Everything you need to know about the Trump Baby balloon

Baby got back-ing of London Mayor

Trump Baby, Parliament Square. Photo: Harry Langham
Always wondered what Donald Trump would look like in a nappy? No? Fair enough – we’ll carry on anyway. On the morning of Friday 13 July (props to whoever chose the date), as London welcomed the US President for his first state visit to the city, thousands of Londoners gathered around Parliament Square to watch the maiden outing of Trump Baby – a 20ft, orange, smartphone-clutching, inflatable infant with a wotsit coif.

As news reporters assembled around the perimeter of the square, crowds of protestors and tourists alike assembled under blue skies to marvel at the stature of the baby – brainchild of Leo Murray, Royal Academy of Art graduate and grandson of the late Labour peer, Anthony Greenwood – all the while trying desperately to keep their breakfast down.
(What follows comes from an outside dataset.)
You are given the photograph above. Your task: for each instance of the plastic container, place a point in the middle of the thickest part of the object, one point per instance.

When and where the baby flew...


The blimp, which flew from 09:30am until 11:30am was just one part of a larger protest against Trump’s visit. ‘It’s on everyone who knows the difference between right and wrong to resist this grotesque excuse for a president when he comes here,’ wrote Mr Murray, in a column for Metro, before going on to claim that Trump ‘is a man who lacks the capacity for moral shame,’ and therefore that the only way to get through to him is to ‘get down on his level and talk to him in a language he understands: personal insults.’



Initially rejected by London Mayor Sadiq Khan, permission was eventually granted for the six metre high, helium-filled Trump Baby, after more than 10,000 people petitioned for the right of the organisers to protest peacefully.


How have people responded?


Though many have lauded the inflatable infant, which Murray sees as a reflection of Trump’s character, an ‘angry baby with a fragile ego and tiny hands,’ as a very British act of protest, others have not taken to it so kindly. Former UKIP leader Nigel Farage described it as ‘the biggest insult to a sitting US president ever,’ whilst Republican overseas spokesman Drew Liquerman dismissed the protest as ‘cringeworthy’, before adding, that the stunt is unlikely to bother the president. A counter-protest which aimed to fund a Sadiq Khan baby balloon also received more than £10,000 of support, though there's been no sign of it thus far.

What's next for the Trump Baby?


Due to the success of the Trump Baby crowd-funding initiative, the team behind the stunt are now suggesting a Trump Baby world tour, proposing to ensure that wherever Trump goes, he’ll never be far from his floating, baby double.